Allegramente grottesco e coscientemente “granguignolesco”, Body Bags vede un variopinto cast artistico coinvolto nei vari racconti del terrore: dal personaggio del sinistro ma simpatico narratore impersonato da Carpenter, all’amico regista Tobe Hooper e Tom Arnold nei panni di due medici legali (addetti all’autopsia del collega nel beffardo quanto inquietante finale), Mark Hamill (assurto alla celebrità nei panni del Luke Skywalker della prima, storica trilogia di Star Wars), Stacy Keach (in seguito nei panni dell’ideologo neonazista in American History X), la cantante del gruppo punk rock dei Blondie, Deborah Harry (già inquietante e depravata dark lady nel Videodrome di Cronenberg), e altri ancora.

La Showtime, l’emittente televisiva addetta alla produzione del film, con atteggiamento ben poco serio e coerente decise tuttavia di ritirarsi dal progetto prima ancora che iniziassero le riprese. Portando così Carpenter e colleghi a fare gioco di squadra per stare a galla e a cercare di convincere i produttori a mandare in onda almeno Body Bags come episodio-pilota di quella che avrebbe dovuto essere una nuova ed originale serie di film horror a episodi.  Purtroppo, dato lo scarso successo ed il relativo esangue indice di ascolti, la serie non andò oltre il suo primo (ed ultimo) episodio: se John Carpenter è ormai da tempo un autore troppo estremo e sgradito per le “grandi” case di produzione cinematografiche, in questo periodo non può certo trovare terreno fertile nelle produzioni televisive (delle quali aveva già espresso un personale parere in Essi Vivono…).

Si dovrà infatti attendere il 2005 e l’innovativo esperimento della serie Masters Of Horror perché l’autore possa tornare a “mietere vittime” anche sul piccolo schermo.

(continua…)

 

NOTE

[I] Cfr. Giulia d’Agnolo Vallan, Lo spiraglio nella nebbia, in Lost Highway: John Carpenter, Film TV n.23, giugno 2018.

[II] Cfr. Michele Caricola, Grosso guaio a Chinatown. Il nuovo antieroe di Carpenter, in AA.VV., John Carpenter. L’antieroe del cinema americano, Weird Books, Roma 2020, p.123 e segg.

[III] Cfr. Aldo Tagliaferri, Il Taoismo, Newton & Compton, Roma 1996.

[IV]  Ancora una volta il cinema di Carpenter dovette fare i conti con una spietata concorrenza, vista la contemporanea uscita nelle sale di titoli sfracella-incassi come Aliens – Scontro Finale di James Cameron, seguito pirotecnico e fracassone dell’agghiacciante capostipite girato da Ridley Scott, e soprattutto di Top Gun con Tom Cruise, manifesto di certo becero ed edonista “superomismo” yankee di quegli anni, e la cui regia, incredibilmente, venne inizialmente commissionata dalla Twentieth Century Fox proprio a John Carpenter (il quale, chissà perché, rifiutò senza problemi!), e in seguito a Tony Scott, fratello di Ridley (NdA).

[V] Ennesimo omaggio di Carpenter all’amato Lovecraft e al suo celebre romanzo At the Mountains of Madness Le Montagne della Follia (1936), in cui uno dei coprotagonisti porta il cognome di Danforth (NdA).

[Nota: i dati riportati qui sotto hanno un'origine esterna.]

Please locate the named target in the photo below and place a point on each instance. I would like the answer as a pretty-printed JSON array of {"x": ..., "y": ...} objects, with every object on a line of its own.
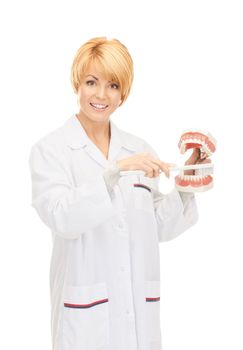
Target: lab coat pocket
[
  {"x": 85, "y": 317},
  {"x": 142, "y": 197},
  {"x": 152, "y": 305}
]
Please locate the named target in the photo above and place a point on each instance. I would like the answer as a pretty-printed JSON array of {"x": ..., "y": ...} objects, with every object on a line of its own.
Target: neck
[{"x": 97, "y": 131}]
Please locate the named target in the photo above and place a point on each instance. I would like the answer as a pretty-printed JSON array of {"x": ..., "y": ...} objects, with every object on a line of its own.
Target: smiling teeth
[{"x": 98, "y": 106}]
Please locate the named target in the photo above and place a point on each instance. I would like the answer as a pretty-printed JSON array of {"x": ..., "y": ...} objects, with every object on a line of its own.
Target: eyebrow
[{"x": 95, "y": 77}]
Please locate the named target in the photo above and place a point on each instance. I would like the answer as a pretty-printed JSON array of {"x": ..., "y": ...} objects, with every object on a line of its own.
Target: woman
[{"x": 106, "y": 225}]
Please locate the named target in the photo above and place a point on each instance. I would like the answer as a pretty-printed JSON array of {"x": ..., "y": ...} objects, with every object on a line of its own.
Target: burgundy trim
[
  {"x": 143, "y": 186},
  {"x": 153, "y": 299},
  {"x": 82, "y": 306}
]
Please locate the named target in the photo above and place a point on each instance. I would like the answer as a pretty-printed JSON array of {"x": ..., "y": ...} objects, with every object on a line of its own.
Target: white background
[{"x": 188, "y": 73}]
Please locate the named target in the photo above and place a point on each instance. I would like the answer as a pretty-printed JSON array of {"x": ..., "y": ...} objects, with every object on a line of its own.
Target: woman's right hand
[{"x": 146, "y": 162}]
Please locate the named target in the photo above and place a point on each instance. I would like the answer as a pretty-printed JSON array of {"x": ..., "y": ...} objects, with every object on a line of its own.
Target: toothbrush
[{"x": 201, "y": 169}]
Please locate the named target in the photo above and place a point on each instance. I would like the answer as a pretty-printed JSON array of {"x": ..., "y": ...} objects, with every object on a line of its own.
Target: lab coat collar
[{"x": 77, "y": 138}]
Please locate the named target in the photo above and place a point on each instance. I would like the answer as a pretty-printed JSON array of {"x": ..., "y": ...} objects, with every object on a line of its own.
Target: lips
[{"x": 98, "y": 106}]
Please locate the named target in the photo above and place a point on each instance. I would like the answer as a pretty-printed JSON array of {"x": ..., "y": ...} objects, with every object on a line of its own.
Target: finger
[{"x": 155, "y": 169}]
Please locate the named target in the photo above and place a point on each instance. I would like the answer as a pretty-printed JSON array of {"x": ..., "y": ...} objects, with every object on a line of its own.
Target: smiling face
[{"x": 98, "y": 97}]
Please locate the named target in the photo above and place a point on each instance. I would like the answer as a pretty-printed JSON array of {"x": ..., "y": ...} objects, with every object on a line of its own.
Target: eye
[
  {"x": 90, "y": 81},
  {"x": 116, "y": 86}
]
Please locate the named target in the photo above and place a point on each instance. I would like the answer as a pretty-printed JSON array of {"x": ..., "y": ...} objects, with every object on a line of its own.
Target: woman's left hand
[{"x": 197, "y": 157}]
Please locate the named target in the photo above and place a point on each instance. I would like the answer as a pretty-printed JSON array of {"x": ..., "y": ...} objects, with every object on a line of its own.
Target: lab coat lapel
[{"x": 77, "y": 138}]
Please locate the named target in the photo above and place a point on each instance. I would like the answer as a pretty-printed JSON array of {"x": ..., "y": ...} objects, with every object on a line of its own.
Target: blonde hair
[{"x": 112, "y": 56}]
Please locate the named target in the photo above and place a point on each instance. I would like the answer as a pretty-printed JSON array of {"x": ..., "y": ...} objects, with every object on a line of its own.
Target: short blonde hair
[{"x": 112, "y": 56}]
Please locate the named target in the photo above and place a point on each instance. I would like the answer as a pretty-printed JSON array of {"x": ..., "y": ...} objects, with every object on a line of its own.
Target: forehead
[{"x": 96, "y": 70}]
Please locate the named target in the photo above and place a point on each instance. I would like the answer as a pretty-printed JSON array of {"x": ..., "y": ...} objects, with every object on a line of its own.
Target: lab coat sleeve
[
  {"x": 111, "y": 176},
  {"x": 65, "y": 209},
  {"x": 175, "y": 212}
]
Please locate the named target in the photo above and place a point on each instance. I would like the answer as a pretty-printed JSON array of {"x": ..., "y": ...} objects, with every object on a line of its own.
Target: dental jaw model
[{"x": 202, "y": 180}]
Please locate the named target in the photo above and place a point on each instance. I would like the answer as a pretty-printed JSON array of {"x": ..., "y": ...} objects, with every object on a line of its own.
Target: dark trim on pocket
[
  {"x": 143, "y": 186},
  {"x": 84, "y": 306}
]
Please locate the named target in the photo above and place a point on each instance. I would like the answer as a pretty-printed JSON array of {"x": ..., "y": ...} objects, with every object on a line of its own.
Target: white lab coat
[{"x": 105, "y": 266}]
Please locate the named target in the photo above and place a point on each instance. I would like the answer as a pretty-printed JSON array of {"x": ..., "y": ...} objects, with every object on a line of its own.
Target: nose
[{"x": 100, "y": 92}]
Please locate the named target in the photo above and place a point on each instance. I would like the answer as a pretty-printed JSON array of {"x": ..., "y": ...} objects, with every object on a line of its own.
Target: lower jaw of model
[{"x": 201, "y": 181}]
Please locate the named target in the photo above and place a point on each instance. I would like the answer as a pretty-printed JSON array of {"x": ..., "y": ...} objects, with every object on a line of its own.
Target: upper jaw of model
[{"x": 201, "y": 181}]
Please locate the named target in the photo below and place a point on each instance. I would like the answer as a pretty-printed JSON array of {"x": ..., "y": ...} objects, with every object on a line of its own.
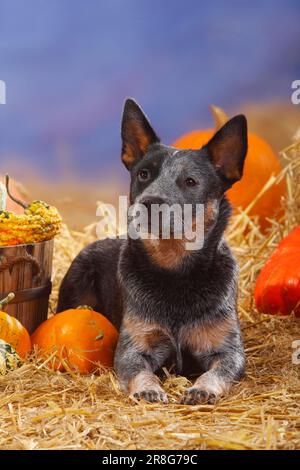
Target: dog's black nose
[{"x": 148, "y": 201}]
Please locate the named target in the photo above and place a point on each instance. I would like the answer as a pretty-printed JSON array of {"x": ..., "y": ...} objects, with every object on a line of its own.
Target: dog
[{"x": 171, "y": 305}]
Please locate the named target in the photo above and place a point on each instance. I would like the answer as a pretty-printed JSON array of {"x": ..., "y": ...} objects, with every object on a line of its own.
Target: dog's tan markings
[
  {"x": 144, "y": 335},
  {"x": 208, "y": 388},
  {"x": 205, "y": 338},
  {"x": 166, "y": 253},
  {"x": 138, "y": 145},
  {"x": 128, "y": 155},
  {"x": 209, "y": 214},
  {"x": 143, "y": 381}
]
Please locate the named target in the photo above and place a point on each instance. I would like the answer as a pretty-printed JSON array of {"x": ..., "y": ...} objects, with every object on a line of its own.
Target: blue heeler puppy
[{"x": 172, "y": 305}]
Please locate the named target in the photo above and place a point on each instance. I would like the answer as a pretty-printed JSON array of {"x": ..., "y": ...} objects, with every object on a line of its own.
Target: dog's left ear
[
  {"x": 228, "y": 148},
  {"x": 137, "y": 134}
]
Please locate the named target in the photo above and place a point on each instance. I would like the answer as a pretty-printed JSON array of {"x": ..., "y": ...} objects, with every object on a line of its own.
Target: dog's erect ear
[
  {"x": 137, "y": 134},
  {"x": 228, "y": 148}
]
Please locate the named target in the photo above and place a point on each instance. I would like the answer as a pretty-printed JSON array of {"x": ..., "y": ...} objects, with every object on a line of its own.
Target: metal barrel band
[
  {"x": 9, "y": 262},
  {"x": 30, "y": 294}
]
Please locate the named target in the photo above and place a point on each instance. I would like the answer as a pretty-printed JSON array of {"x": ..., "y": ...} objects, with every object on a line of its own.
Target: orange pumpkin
[
  {"x": 12, "y": 331},
  {"x": 277, "y": 289},
  {"x": 18, "y": 192},
  {"x": 78, "y": 338},
  {"x": 260, "y": 164}
]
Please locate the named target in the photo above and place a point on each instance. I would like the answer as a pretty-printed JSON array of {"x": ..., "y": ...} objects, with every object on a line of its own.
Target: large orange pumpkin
[
  {"x": 79, "y": 338},
  {"x": 260, "y": 164},
  {"x": 16, "y": 190},
  {"x": 277, "y": 289},
  {"x": 12, "y": 331}
]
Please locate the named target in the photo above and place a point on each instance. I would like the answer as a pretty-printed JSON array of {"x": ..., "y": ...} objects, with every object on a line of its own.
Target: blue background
[{"x": 69, "y": 64}]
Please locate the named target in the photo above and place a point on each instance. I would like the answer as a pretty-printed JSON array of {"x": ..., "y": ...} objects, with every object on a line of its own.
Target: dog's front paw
[
  {"x": 197, "y": 395},
  {"x": 152, "y": 396}
]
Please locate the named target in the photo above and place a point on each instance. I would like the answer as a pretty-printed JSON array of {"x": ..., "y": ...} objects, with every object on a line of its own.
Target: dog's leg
[
  {"x": 137, "y": 357},
  {"x": 225, "y": 368}
]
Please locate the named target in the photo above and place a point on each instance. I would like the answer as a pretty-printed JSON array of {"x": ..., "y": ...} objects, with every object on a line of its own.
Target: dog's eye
[
  {"x": 144, "y": 175},
  {"x": 190, "y": 182}
]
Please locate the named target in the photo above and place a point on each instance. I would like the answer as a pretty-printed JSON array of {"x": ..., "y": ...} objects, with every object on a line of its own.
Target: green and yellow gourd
[
  {"x": 40, "y": 222},
  {"x": 9, "y": 358}
]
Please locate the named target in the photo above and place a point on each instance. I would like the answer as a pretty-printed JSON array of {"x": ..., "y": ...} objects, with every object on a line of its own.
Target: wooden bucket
[{"x": 26, "y": 271}]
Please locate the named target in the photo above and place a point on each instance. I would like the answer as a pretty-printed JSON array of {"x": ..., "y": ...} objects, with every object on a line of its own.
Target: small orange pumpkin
[
  {"x": 277, "y": 289},
  {"x": 260, "y": 164},
  {"x": 77, "y": 338},
  {"x": 12, "y": 331}
]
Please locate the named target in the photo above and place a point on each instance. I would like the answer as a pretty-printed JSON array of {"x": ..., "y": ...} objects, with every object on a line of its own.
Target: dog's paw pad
[
  {"x": 151, "y": 396},
  {"x": 196, "y": 396}
]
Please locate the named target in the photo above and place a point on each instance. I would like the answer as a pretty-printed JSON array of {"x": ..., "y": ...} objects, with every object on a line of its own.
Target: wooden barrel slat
[{"x": 22, "y": 276}]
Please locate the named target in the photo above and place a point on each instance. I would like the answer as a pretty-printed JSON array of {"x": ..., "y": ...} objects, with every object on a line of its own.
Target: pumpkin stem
[
  {"x": 17, "y": 201},
  {"x": 3, "y": 197},
  {"x": 6, "y": 301},
  {"x": 219, "y": 116},
  {"x": 84, "y": 307}
]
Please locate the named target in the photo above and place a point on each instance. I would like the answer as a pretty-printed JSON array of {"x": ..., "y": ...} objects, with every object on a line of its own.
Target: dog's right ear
[{"x": 137, "y": 134}]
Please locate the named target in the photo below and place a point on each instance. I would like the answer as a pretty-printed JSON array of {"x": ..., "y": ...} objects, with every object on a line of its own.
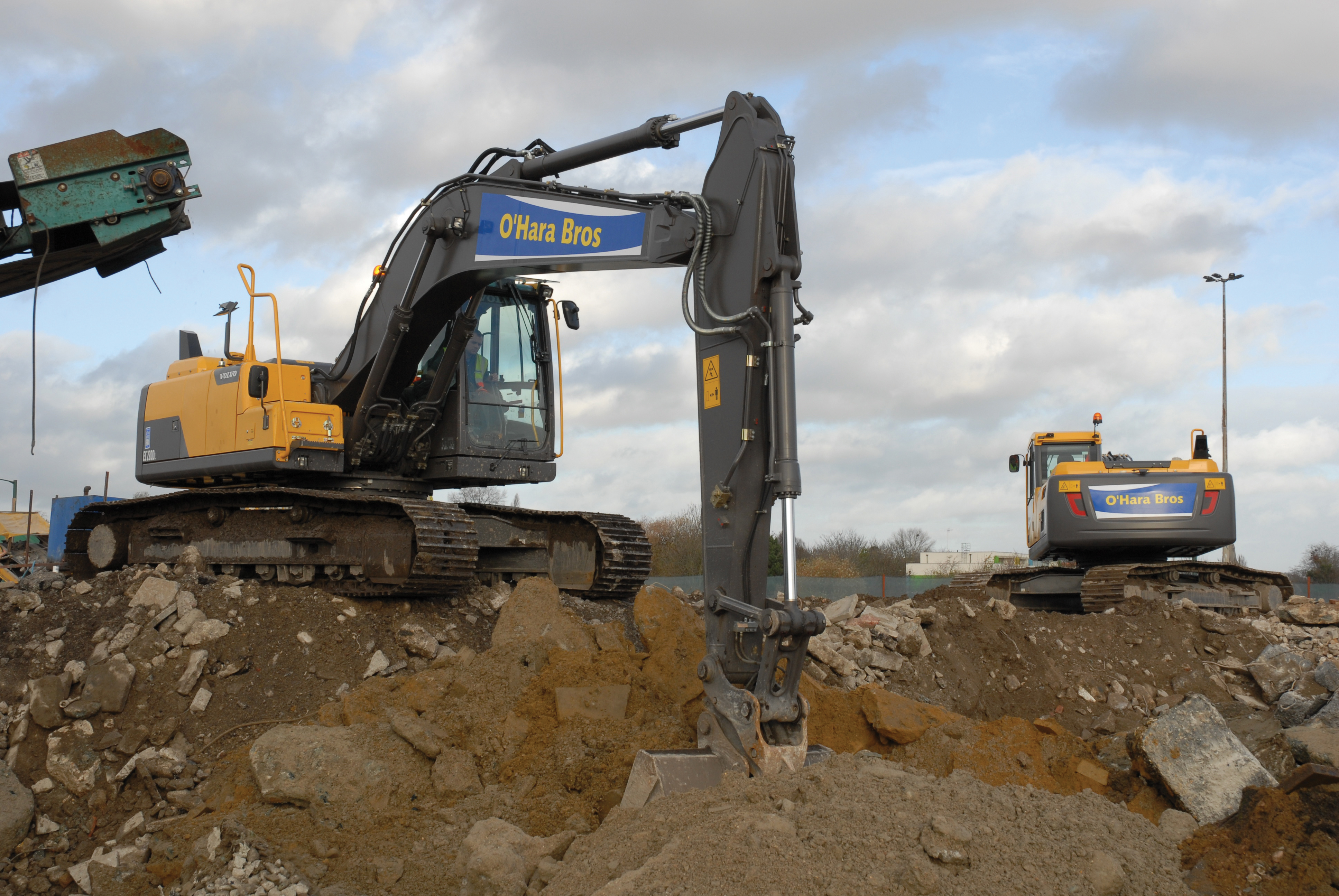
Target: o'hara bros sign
[
  {"x": 1132, "y": 501},
  {"x": 528, "y": 228}
]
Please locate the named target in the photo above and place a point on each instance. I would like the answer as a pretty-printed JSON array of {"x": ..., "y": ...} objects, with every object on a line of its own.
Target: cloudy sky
[{"x": 1006, "y": 209}]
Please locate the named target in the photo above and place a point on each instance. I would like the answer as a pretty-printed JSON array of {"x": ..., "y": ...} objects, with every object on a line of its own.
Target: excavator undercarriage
[{"x": 365, "y": 545}]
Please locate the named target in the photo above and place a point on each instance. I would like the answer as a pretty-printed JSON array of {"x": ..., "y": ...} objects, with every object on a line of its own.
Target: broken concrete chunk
[
  {"x": 1276, "y": 669},
  {"x": 1199, "y": 761},
  {"x": 121, "y": 640},
  {"x": 454, "y": 773},
  {"x": 73, "y": 758},
  {"x": 416, "y": 641},
  {"x": 17, "y": 808},
  {"x": 1314, "y": 745},
  {"x": 318, "y": 765},
  {"x": 109, "y": 685},
  {"x": 46, "y": 696},
  {"x": 187, "y": 619},
  {"x": 596, "y": 702},
  {"x": 1328, "y": 675},
  {"x": 201, "y": 701},
  {"x": 1309, "y": 613},
  {"x": 900, "y": 718},
  {"x": 195, "y": 666},
  {"x": 840, "y": 611},
  {"x": 1294, "y": 709},
  {"x": 416, "y": 732},
  {"x": 499, "y": 858},
  {"x": 377, "y": 665},
  {"x": 821, "y": 651},
  {"x": 205, "y": 631},
  {"x": 156, "y": 594}
]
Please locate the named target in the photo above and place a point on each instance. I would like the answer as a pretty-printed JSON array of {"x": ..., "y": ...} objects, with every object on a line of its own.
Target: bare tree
[
  {"x": 675, "y": 543},
  {"x": 1319, "y": 564}
]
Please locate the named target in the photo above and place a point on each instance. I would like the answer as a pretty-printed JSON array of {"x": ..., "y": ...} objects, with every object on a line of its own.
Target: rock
[
  {"x": 1294, "y": 709},
  {"x": 1328, "y": 675},
  {"x": 499, "y": 859},
  {"x": 73, "y": 758},
  {"x": 416, "y": 641},
  {"x": 185, "y": 620},
  {"x": 535, "y": 614},
  {"x": 840, "y": 611},
  {"x": 1314, "y": 745},
  {"x": 109, "y": 685},
  {"x": 454, "y": 773},
  {"x": 195, "y": 666},
  {"x": 1178, "y": 825},
  {"x": 377, "y": 665},
  {"x": 201, "y": 701},
  {"x": 946, "y": 842},
  {"x": 899, "y": 718},
  {"x": 1303, "y": 611},
  {"x": 1199, "y": 761},
  {"x": 46, "y": 696},
  {"x": 1278, "y": 669},
  {"x": 146, "y": 646},
  {"x": 189, "y": 560},
  {"x": 879, "y": 658},
  {"x": 823, "y": 651},
  {"x": 596, "y": 702},
  {"x": 156, "y": 594},
  {"x": 1105, "y": 874},
  {"x": 75, "y": 670},
  {"x": 674, "y": 637},
  {"x": 82, "y": 709},
  {"x": 911, "y": 641},
  {"x": 1218, "y": 623},
  {"x": 413, "y": 729},
  {"x": 316, "y": 765},
  {"x": 205, "y": 631},
  {"x": 122, "y": 640},
  {"x": 17, "y": 808}
]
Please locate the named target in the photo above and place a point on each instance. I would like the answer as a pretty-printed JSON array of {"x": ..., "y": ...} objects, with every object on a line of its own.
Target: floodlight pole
[{"x": 1230, "y": 552}]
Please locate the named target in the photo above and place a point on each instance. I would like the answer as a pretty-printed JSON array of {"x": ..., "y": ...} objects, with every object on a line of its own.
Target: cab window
[{"x": 1045, "y": 457}]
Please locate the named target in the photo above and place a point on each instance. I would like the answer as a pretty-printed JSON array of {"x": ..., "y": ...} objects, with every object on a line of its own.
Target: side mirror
[
  {"x": 258, "y": 382},
  {"x": 571, "y": 315}
]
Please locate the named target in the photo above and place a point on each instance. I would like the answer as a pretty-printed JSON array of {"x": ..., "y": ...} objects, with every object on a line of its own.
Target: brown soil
[{"x": 1278, "y": 844}]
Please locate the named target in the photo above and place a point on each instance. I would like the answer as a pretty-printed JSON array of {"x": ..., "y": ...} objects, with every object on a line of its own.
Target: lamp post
[{"x": 1230, "y": 554}]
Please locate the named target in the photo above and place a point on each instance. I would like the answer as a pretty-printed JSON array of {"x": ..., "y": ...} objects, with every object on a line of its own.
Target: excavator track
[
  {"x": 363, "y": 545},
  {"x": 1212, "y": 586}
]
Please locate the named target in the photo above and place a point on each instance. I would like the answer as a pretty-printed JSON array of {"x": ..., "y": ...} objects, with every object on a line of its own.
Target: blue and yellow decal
[
  {"x": 1133, "y": 501},
  {"x": 527, "y": 228}
]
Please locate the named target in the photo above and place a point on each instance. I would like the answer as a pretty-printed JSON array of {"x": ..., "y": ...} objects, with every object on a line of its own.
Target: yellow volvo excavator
[{"x": 1104, "y": 528}]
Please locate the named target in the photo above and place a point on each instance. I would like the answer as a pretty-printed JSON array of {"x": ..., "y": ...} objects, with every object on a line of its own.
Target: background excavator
[
  {"x": 323, "y": 470},
  {"x": 1108, "y": 528}
]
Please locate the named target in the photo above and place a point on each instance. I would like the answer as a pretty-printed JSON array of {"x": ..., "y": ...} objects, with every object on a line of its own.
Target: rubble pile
[{"x": 169, "y": 728}]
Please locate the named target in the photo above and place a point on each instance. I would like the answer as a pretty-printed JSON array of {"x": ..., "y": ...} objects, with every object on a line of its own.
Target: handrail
[
  {"x": 557, "y": 337},
  {"x": 250, "y": 355}
]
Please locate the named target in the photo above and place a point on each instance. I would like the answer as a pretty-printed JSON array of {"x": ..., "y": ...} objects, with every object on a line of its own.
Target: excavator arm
[{"x": 740, "y": 243}]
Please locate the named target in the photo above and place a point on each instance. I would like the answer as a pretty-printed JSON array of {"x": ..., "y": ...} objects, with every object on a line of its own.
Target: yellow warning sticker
[{"x": 711, "y": 382}]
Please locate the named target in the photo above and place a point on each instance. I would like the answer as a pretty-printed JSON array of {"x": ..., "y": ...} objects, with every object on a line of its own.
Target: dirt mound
[
  {"x": 1276, "y": 844},
  {"x": 858, "y": 825}
]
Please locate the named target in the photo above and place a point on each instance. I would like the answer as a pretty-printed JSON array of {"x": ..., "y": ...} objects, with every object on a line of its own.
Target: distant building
[{"x": 949, "y": 563}]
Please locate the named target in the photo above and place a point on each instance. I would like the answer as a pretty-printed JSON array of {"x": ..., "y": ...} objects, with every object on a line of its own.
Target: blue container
[{"x": 62, "y": 512}]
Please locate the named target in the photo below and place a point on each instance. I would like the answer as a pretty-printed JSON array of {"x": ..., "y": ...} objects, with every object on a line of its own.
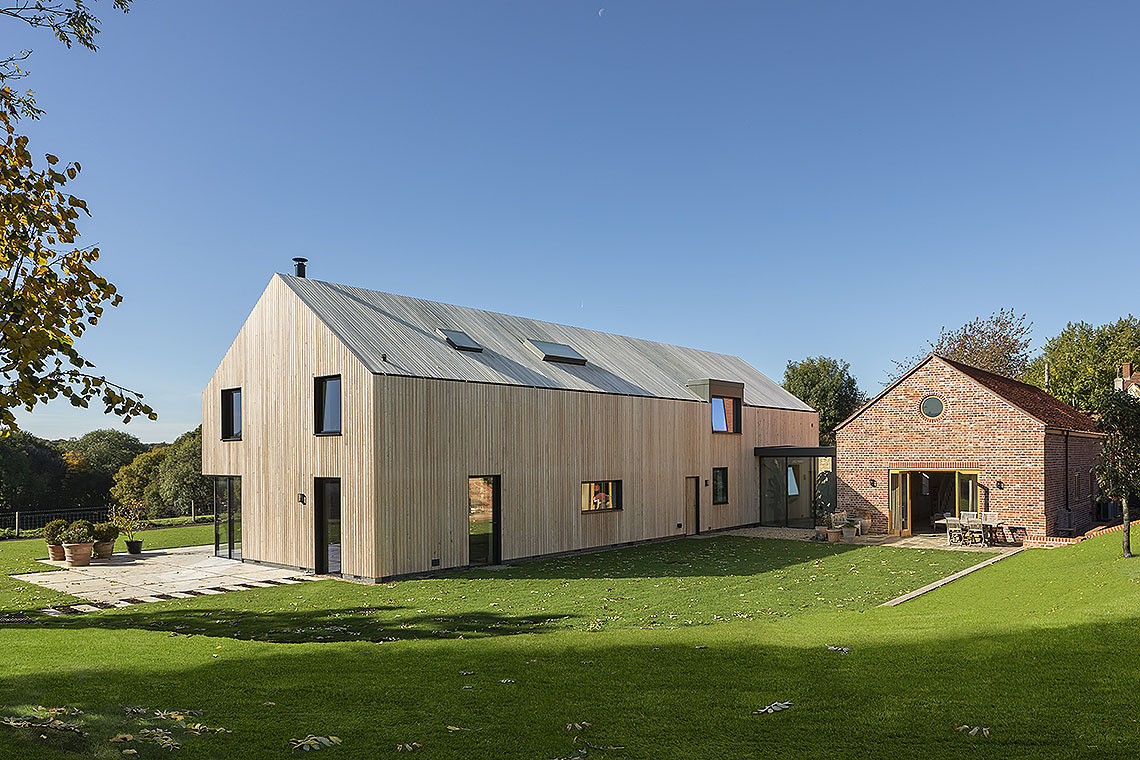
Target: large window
[
  {"x": 725, "y": 415},
  {"x": 328, "y": 406},
  {"x": 797, "y": 491},
  {"x": 601, "y": 496},
  {"x": 231, "y": 415},
  {"x": 719, "y": 485}
]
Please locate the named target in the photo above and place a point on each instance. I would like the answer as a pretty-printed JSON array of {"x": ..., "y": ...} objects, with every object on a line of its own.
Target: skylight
[
  {"x": 559, "y": 352},
  {"x": 459, "y": 340}
]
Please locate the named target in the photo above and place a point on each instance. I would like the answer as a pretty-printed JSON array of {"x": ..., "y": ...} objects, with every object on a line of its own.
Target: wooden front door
[{"x": 692, "y": 506}]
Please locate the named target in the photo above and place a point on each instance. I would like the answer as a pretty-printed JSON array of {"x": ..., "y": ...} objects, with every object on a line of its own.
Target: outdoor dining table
[{"x": 990, "y": 528}]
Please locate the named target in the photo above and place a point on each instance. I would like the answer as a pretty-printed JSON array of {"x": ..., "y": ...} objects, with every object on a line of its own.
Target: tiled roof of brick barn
[{"x": 1028, "y": 398}]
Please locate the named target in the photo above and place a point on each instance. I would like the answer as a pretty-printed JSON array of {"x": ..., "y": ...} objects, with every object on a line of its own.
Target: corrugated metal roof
[{"x": 404, "y": 332}]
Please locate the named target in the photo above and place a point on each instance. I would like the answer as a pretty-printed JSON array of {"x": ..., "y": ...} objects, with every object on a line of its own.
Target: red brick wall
[
  {"x": 977, "y": 431},
  {"x": 1083, "y": 455}
]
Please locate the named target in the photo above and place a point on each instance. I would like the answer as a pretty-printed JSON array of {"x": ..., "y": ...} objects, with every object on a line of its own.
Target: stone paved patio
[{"x": 159, "y": 574}]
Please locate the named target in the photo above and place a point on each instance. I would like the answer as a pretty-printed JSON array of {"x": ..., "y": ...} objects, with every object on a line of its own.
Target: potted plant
[
  {"x": 105, "y": 534},
  {"x": 79, "y": 541},
  {"x": 848, "y": 530},
  {"x": 51, "y": 533},
  {"x": 129, "y": 516}
]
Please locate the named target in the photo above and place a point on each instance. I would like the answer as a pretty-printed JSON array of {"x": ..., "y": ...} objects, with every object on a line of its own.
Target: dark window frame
[
  {"x": 737, "y": 403},
  {"x": 616, "y": 498},
  {"x": 725, "y": 500},
  {"x": 227, "y": 414},
  {"x": 319, "y": 389}
]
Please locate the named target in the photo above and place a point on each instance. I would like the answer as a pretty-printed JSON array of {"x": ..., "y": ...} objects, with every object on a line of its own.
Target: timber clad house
[
  {"x": 947, "y": 438},
  {"x": 379, "y": 435}
]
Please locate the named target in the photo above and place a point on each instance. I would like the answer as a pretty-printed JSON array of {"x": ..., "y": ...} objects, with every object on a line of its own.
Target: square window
[
  {"x": 231, "y": 415},
  {"x": 725, "y": 414},
  {"x": 328, "y": 406},
  {"x": 719, "y": 485},
  {"x": 601, "y": 496}
]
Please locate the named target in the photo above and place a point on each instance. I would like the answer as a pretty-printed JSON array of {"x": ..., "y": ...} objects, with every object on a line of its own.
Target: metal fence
[{"x": 30, "y": 521}]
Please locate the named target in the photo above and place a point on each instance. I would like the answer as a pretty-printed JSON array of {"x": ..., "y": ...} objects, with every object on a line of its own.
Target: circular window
[{"x": 933, "y": 407}]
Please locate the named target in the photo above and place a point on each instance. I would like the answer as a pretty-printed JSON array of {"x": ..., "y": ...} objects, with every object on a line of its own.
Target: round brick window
[{"x": 931, "y": 407}]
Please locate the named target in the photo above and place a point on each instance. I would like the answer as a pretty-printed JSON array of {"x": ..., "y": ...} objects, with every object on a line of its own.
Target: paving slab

[VI] Un probabile omaggio al celebre fisico britannico Paul Adrien Maurice Dirac (1902-1984) (NdA).

[VII] Composta dagli storici La notte dei morti viventi (Night of the living dead, 1968), Zombi (Dawn of the dead, 1978) e Il giorno degli zombi (Day of the Dead, 1985) (NdA).

[VIII] AA.VV., Essi Vivono, in Ritorno al futuro. La fantascienza in 201 film, Demetra, Verona 1998, p.54.